In order to provide a broader discourse to counteract racism that can reach beyond institutional funding, anthropologists should consider regularly taking their voice outside of journals and institutions, and into venues where the issues of race can be discussed without fears. Since our work is largely constrained by the goals of whichever institutions we happen to be employed in, we risk that being our loudest voice. Virtual spaces present new opportunities for reflexive practices, such as blogging and online conferences. One example of this reflexivity online was the Day of Archaeology blogging event (L. J. Richardson, 2014). This event requested that archaeologists write a piece about their experiences on a particular day. These blogs were intended to educate the public about archaeology, but also became an archive of online archaeological discourse (L. J. Richardson, 2014). Each individual anthropologist exists as a representation of societal zeitgeist. Such as those rogue anthropologists of the past, we have chosen to focus our attention on these issues, and so have also chosen a responsibility to reflect on our own opinions and motivations while doing research. Whether it be through blogging, major films, or journalism, there are many opportunities for reflexivity for anthropologists to explore.

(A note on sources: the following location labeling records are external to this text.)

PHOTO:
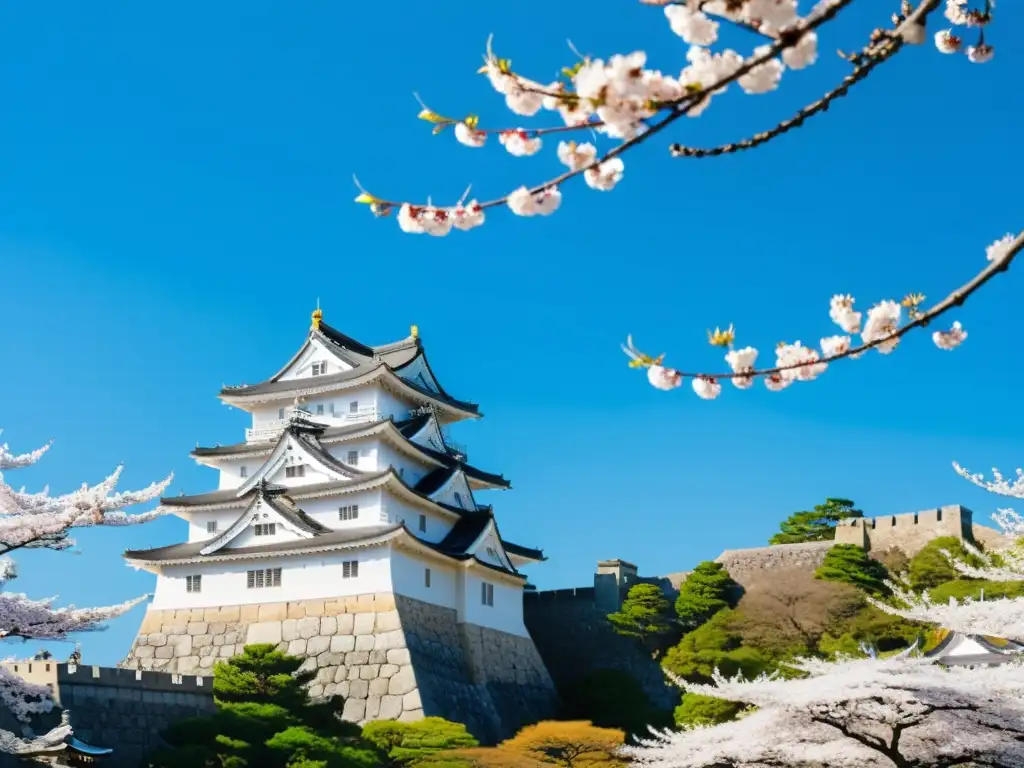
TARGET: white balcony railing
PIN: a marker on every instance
(270, 429)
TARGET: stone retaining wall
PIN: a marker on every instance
(390, 657)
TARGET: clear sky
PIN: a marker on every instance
(175, 195)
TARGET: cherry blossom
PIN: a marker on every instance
(854, 713)
(42, 520)
(949, 339)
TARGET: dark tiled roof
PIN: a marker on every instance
(192, 549)
(515, 549)
(430, 482)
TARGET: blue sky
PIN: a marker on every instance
(175, 195)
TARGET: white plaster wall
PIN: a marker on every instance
(302, 368)
(302, 578)
(397, 511)
(505, 614)
(325, 511)
(408, 579)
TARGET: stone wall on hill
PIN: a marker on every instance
(389, 657)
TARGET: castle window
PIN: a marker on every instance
(262, 578)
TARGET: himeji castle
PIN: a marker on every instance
(346, 529)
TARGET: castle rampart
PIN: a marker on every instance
(122, 710)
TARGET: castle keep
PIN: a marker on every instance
(345, 530)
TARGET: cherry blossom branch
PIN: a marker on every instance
(880, 332)
(545, 198)
(860, 72)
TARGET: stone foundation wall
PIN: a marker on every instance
(390, 657)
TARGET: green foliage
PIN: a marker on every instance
(612, 698)
(264, 720)
(697, 710)
(850, 564)
(817, 524)
(716, 644)
(644, 614)
(708, 590)
(411, 743)
(930, 567)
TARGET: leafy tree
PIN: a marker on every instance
(264, 719)
(698, 710)
(708, 590)
(644, 614)
(573, 743)
(414, 742)
(817, 524)
(612, 698)
(850, 563)
(930, 566)
(716, 644)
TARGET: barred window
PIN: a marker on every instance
(263, 578)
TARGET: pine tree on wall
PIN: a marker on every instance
(44, 521)
(817, 524)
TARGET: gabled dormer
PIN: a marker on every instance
(269, 519)
(298, 459)
(450, 486)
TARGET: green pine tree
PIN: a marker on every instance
(850, 563)
(644, 614)
(817, 524)
(708, 590)
(264, 719)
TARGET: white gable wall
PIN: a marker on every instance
(505, 614)
(325, 511)
(302, 578)
(409, 579)
(315, 352)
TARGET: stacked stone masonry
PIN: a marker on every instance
(388, 656)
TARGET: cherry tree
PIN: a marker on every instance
(39, 520)
(624, 101)
(1003, 617)
(856, 713)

Ahearn, L. (2013). Keywords as a Literacy Practice in the History of Anthropological Theory. American Ethnologist, 40(1).
Baker, L. D., & Patterson, T. C. (1994). Race, Racism, and the History of U.S. Anthropology. Transforming Anthropology, 5(1‐2), 1–7. https://doi.org/10.1525/tran.1994.5.1-2.1
Hodder, I. (2003). Archaeological Reflexivity and the “Local” Voice. Anthropological Quarterly, 76(1), 55–69.
Noble, S. U. (2018). Introduction: The Power of Algorithms. In Algorithms of oppression: how search engines reinforce racism. New York: New York University Press.
Richardson, L. J. (2014). The Day of Archaeology: blogging and online archaeological communities. European Journal of Post-Classical Archaeologies, 4 (2014), 421–446.
Richardson, L.-J. (2014). Online Survey Data from Twitter and Archaeology Surveys 2011-2013. Journal of Open Archaeology Data, 3(0). https://doi.org/10.5334/joad.ae
Silberman, N. A. (2008). Still Not Ready for Primetime. Near Eastern Archaeology, 71(3), 174–176.